20. **Excessive parallelism** — every sentence in a list has identical structure
21. **Definitional opening** — starting sections with dictionary-style definitions
22. **Disclaimer stacking** — multiple caveats before making a point
23. **Summary before content** — "This section covers X, Y, and Z" at the start
24. **Colon-list pattern** — "There are three key factors: (1)... (2)... (3)..."
### Step 3: Apply Fixes
For each detected pattern:
1. Identify the specific instance with line number
2. Rewrite to sound more natural/human
3. Preserve the academic content and meaning
#### Academic Economics Adaptation Rules
- **Preserve formal structure** where genuinely needed (equations, proofs, identification arguments)
- **Keep technical terms** — do not simplify econometric vocabulary (heteroskedasticity-robust, LSOA fixed effects, hedonic pricing, etc.)

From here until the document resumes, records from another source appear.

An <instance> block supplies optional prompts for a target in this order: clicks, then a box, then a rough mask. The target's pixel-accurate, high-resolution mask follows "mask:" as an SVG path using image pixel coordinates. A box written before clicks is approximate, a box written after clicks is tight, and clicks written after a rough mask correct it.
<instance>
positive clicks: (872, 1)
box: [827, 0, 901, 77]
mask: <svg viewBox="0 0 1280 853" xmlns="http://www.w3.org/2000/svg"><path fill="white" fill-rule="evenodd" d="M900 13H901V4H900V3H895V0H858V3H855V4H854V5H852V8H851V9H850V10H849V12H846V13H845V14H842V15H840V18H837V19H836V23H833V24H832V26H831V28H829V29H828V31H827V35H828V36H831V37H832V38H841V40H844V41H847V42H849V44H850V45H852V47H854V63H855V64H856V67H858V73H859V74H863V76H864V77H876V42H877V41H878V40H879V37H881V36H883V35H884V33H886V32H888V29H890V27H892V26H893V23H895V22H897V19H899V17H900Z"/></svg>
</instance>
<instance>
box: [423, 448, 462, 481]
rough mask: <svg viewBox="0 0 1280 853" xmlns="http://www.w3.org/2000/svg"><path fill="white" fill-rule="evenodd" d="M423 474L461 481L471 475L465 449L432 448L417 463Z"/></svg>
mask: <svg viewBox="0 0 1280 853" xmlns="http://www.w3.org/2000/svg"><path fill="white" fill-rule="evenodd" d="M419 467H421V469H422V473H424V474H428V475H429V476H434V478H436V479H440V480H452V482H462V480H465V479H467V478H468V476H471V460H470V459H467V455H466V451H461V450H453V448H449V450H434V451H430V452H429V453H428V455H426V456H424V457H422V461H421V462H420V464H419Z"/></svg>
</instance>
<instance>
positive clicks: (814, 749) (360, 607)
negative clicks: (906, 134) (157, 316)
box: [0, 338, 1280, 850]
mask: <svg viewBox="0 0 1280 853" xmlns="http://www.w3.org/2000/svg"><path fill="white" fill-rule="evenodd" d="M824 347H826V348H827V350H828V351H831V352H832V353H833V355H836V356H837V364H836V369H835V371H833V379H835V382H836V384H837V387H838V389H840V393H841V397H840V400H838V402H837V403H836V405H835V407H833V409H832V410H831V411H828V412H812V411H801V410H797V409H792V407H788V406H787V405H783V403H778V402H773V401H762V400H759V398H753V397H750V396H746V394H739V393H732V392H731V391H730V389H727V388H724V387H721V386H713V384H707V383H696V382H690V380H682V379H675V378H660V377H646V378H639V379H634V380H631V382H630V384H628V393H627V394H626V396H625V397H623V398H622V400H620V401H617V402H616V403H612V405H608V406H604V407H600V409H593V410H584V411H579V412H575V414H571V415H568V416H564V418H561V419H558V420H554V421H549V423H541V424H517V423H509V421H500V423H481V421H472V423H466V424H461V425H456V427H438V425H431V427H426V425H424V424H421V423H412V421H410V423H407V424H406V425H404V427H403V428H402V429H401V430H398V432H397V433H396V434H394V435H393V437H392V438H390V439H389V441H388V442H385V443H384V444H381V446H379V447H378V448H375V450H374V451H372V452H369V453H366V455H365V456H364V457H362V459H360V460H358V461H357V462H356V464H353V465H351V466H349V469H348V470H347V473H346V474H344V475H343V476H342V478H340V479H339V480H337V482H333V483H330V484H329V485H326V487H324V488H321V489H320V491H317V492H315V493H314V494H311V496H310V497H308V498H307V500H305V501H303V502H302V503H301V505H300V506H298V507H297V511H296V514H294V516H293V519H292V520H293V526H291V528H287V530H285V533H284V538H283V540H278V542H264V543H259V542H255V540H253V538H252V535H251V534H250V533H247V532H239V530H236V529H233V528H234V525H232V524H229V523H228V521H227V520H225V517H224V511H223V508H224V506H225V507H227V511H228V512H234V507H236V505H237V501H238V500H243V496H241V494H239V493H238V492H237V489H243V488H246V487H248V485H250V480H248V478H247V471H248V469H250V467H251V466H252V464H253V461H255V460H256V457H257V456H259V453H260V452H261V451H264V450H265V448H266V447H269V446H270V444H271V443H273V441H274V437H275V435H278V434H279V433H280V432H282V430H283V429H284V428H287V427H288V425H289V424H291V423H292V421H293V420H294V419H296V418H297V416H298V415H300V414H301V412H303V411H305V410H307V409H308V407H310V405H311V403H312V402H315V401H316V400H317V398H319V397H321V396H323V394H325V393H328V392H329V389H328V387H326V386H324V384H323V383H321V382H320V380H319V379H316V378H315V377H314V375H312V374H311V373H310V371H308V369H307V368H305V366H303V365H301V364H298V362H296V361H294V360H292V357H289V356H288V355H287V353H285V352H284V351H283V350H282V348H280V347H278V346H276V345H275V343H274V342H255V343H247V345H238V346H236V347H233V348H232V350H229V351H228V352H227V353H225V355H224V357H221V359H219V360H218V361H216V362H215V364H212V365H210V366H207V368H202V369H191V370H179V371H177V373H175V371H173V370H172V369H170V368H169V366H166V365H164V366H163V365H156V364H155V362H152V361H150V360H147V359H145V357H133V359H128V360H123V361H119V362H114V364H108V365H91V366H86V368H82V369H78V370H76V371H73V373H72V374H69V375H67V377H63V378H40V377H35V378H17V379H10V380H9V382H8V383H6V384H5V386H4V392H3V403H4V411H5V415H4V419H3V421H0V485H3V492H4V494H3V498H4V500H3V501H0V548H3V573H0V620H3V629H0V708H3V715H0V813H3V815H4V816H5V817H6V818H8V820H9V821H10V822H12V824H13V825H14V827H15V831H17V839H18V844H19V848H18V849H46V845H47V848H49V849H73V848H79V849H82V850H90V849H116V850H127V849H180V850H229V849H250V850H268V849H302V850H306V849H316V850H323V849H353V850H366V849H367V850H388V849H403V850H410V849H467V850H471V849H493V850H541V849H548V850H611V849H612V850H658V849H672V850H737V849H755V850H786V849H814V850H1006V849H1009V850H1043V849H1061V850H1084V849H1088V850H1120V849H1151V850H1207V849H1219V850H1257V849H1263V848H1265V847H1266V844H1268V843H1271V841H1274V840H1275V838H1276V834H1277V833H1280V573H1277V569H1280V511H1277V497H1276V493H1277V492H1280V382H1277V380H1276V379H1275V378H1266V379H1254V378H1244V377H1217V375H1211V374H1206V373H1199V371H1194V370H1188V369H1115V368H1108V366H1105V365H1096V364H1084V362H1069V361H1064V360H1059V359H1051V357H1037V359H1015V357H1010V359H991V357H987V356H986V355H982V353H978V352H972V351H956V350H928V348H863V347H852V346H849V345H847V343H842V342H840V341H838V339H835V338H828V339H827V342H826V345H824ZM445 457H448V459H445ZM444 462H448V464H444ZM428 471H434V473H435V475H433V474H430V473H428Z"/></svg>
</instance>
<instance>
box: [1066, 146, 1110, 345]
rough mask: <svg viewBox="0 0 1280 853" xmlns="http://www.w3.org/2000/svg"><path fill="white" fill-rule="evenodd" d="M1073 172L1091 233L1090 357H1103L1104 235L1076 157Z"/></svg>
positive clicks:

- **Maintain citation density** — do not remove scholarly references
- **Vary sentence structure** — mix short and long, simple and complex
- **Allow imperfection** — real writing has slight asymmetries and personality
- **Respect economics conventions** — "we estimate", "we find", "column (3) shows" are standard, not AI patterns
- **Keep LaTeX intact** — do not modify `\textcite{}`, `\parencite{}`, `\label{}`, `\ref{}`, or equation environments
### Step 4: Report Changes
Present a summary of changes:
```markdown
## Humanizer Report: [filename]
**Patterns found:** N / 24
**Changes made:** N
| # | Pattern | Category | Location | Change |
|---|---------|----------|----------|--------|
| 1 | Triplet lists | Structural | Section 3, para 2 | Varied list lengths |
| 2 | "Delve" | Lexical | Line 47 | Replaced with "examine" |
...
```
### Step 5: Save
Overwrite the original file with the humanised version (the user can review via `git diff`).
---
## Principles
- **Preserve meaning.** The content must be identical — only the expression changes.
- **Do not over-correct.** Some formal academic patterns are normal, not AI tells.
- **Context-aware.** "Moreover" in a proof derivation is fine. "Moreover" as every paragraph opener is not.
- **Reversible.** User can always `git checkout` to undo.
- **Light touch for good writing.** If only 2-3 patterns found, the text is probably fine. Focus effort on heavily AI-patterned text.
- **Economics-aware.** Standard economics phrasing ("we exploit variation in...", "we instrument...") is conventional, not AI-generated.